Neo-classicism places a strong emphasis on freewill human rationality and logic; it merely simplifies these concepts to make them operate in the real universe and the criminological system’s day-to-day activities. This concept glanced at influential factors that might jeopardise volition. This concept of human habits has been implemented by social control government entities in all developed industrial civilisations.
Conclusion
In theories of crime, including Green Criminology & eco crime, individual rights, and human protection, the idea of social serious harm can also be used to establish new narrative structures and possible outcomes. It opens the door to new ideas about how to regulate worldwide social relationships and innovative facets of doing things about justice. A range of social as well as criminological specific concerns could be believed about completely different within such social damage and supranational institutions set of rules.
Critical criminological points of view all relate to a school of thought in criminology that perceives offences as the consequence of social-political conflict, inequitable force & social connections and classifying as well as significance operations. As a consequence, crucial criminologies have prompted us to shift our attention from criminology to social and economic justice.
Frequently Asked Questions
What exactly is a criminology school?
Criminology Schools: Penology & criminology are social science’s different branches. Various intellectuals have attempted to describe why crime & criminal acts exist in the first place.
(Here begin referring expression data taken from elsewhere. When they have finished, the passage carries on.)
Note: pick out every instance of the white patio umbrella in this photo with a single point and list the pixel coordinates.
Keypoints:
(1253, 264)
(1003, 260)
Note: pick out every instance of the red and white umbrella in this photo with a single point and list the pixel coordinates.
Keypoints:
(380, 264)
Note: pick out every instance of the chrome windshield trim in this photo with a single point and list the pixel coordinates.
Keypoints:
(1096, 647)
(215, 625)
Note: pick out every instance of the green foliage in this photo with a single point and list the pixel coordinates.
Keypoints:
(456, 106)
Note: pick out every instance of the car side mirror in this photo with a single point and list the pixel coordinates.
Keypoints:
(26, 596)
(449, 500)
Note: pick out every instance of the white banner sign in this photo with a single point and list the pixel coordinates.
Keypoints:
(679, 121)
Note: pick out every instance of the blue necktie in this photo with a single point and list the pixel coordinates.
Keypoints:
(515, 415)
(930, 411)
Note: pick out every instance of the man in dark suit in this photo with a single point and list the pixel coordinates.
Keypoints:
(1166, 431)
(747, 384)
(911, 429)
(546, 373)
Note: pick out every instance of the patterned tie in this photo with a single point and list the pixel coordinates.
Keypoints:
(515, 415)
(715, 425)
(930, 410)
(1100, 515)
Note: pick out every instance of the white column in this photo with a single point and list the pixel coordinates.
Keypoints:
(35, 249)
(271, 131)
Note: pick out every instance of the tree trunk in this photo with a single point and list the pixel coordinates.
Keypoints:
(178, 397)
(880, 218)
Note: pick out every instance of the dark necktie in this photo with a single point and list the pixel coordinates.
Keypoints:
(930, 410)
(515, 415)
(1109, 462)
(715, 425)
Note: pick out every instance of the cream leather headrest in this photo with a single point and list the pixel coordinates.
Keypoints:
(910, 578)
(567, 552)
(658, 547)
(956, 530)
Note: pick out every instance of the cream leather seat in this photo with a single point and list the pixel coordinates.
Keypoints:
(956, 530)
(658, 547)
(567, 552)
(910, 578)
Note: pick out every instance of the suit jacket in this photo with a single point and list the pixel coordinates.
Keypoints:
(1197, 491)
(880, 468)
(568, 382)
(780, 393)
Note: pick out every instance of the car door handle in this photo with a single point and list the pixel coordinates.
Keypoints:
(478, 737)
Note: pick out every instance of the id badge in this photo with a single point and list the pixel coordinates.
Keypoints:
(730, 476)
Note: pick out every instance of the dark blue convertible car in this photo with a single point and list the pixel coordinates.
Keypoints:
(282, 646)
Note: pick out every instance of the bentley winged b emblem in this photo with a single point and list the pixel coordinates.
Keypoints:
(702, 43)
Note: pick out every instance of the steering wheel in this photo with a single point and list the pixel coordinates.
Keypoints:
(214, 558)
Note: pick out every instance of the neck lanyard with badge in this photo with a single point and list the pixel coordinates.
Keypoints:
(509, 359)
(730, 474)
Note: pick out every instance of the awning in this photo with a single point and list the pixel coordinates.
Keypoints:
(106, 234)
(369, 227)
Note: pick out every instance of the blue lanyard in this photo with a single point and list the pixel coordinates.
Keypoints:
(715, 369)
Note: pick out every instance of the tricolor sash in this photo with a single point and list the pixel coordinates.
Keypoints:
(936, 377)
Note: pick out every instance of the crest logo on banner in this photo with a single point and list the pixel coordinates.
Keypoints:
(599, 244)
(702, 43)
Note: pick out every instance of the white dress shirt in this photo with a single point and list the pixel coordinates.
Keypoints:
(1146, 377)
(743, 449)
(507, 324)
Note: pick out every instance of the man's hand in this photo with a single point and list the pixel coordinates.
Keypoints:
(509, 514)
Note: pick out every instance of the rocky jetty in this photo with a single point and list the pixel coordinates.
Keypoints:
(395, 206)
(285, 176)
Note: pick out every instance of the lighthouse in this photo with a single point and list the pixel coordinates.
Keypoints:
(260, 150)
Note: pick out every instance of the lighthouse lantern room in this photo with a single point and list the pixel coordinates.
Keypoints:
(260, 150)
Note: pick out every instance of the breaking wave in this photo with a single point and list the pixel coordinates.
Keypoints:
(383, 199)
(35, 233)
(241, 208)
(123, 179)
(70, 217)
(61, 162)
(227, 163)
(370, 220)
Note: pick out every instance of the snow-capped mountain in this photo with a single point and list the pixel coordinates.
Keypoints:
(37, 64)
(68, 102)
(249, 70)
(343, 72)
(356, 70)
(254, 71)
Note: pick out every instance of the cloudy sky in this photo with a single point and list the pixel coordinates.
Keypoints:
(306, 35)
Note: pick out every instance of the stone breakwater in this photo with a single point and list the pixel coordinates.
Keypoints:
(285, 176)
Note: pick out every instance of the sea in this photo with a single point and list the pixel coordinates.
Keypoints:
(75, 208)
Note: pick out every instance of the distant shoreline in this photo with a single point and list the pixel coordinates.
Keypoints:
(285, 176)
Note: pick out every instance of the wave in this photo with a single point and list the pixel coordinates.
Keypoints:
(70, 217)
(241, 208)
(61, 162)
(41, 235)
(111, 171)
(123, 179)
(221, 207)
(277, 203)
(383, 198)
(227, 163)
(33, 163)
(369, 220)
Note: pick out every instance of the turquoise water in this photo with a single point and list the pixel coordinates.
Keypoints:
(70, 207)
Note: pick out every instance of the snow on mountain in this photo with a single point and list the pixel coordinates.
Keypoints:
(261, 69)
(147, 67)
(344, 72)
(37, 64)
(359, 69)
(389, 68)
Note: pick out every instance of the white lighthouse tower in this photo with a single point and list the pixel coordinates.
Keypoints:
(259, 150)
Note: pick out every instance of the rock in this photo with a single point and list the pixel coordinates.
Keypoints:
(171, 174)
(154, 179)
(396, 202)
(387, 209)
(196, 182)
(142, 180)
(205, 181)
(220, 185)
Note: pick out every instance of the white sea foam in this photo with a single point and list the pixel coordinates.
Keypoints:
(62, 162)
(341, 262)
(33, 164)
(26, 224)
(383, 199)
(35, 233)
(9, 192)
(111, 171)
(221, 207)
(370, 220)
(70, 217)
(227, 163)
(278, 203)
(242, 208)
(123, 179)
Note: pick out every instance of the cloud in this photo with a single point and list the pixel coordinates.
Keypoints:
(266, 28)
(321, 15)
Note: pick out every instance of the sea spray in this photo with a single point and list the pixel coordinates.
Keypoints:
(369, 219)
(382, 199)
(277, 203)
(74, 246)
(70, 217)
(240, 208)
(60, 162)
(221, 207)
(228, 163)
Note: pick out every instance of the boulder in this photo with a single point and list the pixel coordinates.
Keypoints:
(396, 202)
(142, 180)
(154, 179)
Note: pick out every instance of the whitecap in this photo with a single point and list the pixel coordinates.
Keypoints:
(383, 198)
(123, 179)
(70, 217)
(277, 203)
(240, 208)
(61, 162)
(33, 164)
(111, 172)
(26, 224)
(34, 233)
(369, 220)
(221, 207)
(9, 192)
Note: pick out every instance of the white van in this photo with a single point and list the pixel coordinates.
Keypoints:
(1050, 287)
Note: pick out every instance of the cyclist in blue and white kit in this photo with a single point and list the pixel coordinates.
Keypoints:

Each theory has its way of explaining crime and guiding punishments and safeguards that are consistent with its philosophy.
What is the best criminological theory?
Cesare Beccaria and Jeremy Bentham are the two considerations most closely correlated with classical criminology. Beccaria was keen to develop a more logical, reasonable and humane treatment socioeconomic management system.
What are the responsibilities of a criminologist?
Constantly working with enforcement agencies, criminologists examine offenders’ circumstances and motivations, as well as societal implications, generational shifts, and other trends. They also investigate why people break the law, which involves ethical considerations.
In criminology, what is the significance of a theory?
The classical school of criminology emerged from the Age of Enlightenment, emphasising the policies that people choose to commit criminal acts and that appropriate punishment must be focused on deterring crimes in the future.